Quantitative toxicological study of dose-dependent arsenic-induced cells via synchrotron-based STXM and FTIR measurement.

机构信息

School of Physics and Optoelectronic Engineering, Shandong University of Technology, Zibo 255000, China.

出版信息

Analyst. 2020 Jul 7;145(13):4560-4568. doi: 10.1039/d0an00346h. Epub 2020 May 20.

Abstract

Inorganic arsenic (iAs) is a well-known naturally occurring metalloid with abundant hazards to our environment, especially being a human carcinogen through arsenic-contaminated drinking water. The iAs-related contamination is usually examined by a chemical assay system or fluorescence staining technique to investigate iAs accumulation and its deleterious effects.

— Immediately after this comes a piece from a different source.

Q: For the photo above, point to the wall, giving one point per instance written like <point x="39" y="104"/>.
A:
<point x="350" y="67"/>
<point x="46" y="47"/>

In this work, we present a dual-modality measurement and quantitative analysis methods for the overall evaluation of various dose-dependent iAs-related cytotoxicological manifestations by the combination of the synchrotron-radiation-based scanning transmission soft X-ray microscopy (SR-STXM) and Fourier transform infrared micro-spectroscopy (SR-FTIR) techniques. The gray level co-occurrence matrix (GLCM) based machine learning was employed on SR-STXM data to quantify the cytomorphological feature changes and the dose-dependent iAs-induced feature classifications with increasing doses. The infrared spectral absorption peaks and changes of dose-dependent iAs-induced cells were obtained by the SR-FTIR technique and classified by the multi-spectral-variate principle component analysis (PCA-LDA) method, showing the separated spatial distribution of dose-dependent groups. In addition, the quantitative comparisons of trivalent and pentavalent iAs under high dose conditions (iAs_H & iAs_H) demonstrated that iAs_H and its compounds were more toxic than iAs_H. This method has a potential in providing the morphological and spectral characteristics evolution of the iAs-related cells or particles, revealing the actual risk of arsenic contamination and metabolism.

摘要

无机砷(iAs)是一种众所周知的天然类金属,对我们的环境有很大的危害,尤其是通过砷污染的饮用水成为人类的致癌物质。通常通过化学分析系统或荧光染色技术来检测与 iAs 相关的污染,以研究 iAs 的积累及其有害影响。在这项工作中,我们提出了一种双重模式测量和定量分析方法,通过同步辐射扫描透射软 X 射线显微镜(SR-STXM)和傅里叶变换红外微光谱(SR-FTIR)技术的组合,对各种剂量依赖性 iAs 相关细胞毒性表现进行整体评估。基于灰度共生矩阵(GLCM)的机器学习被应用于 SR-STXM 数据,以量化细胞形态特征变化和剂量依赖性 iAs 诱导的特征分类,随着剂量的增加而增加。通过 SR-FTIR 技术获得了红外光谱吸收峰和剂量依赖性 iAs 诱导细胞的变化,并通过多光谱变量主成分分析(PCA-LDA)方法进行分类,显示出剂量依赖性组的分离空间分布。此外,在高剂量条件下(iAs_H 和 iAs_H)对三价和五价 iAs 的定量比较表明,iAs_H 及其化合物比 iAs_H 更具毒性。该方法有可能提供与 iAs 相关的细胞或颗粒的形态和光谱特征演变,揭示砷污染和代谢的实际风险。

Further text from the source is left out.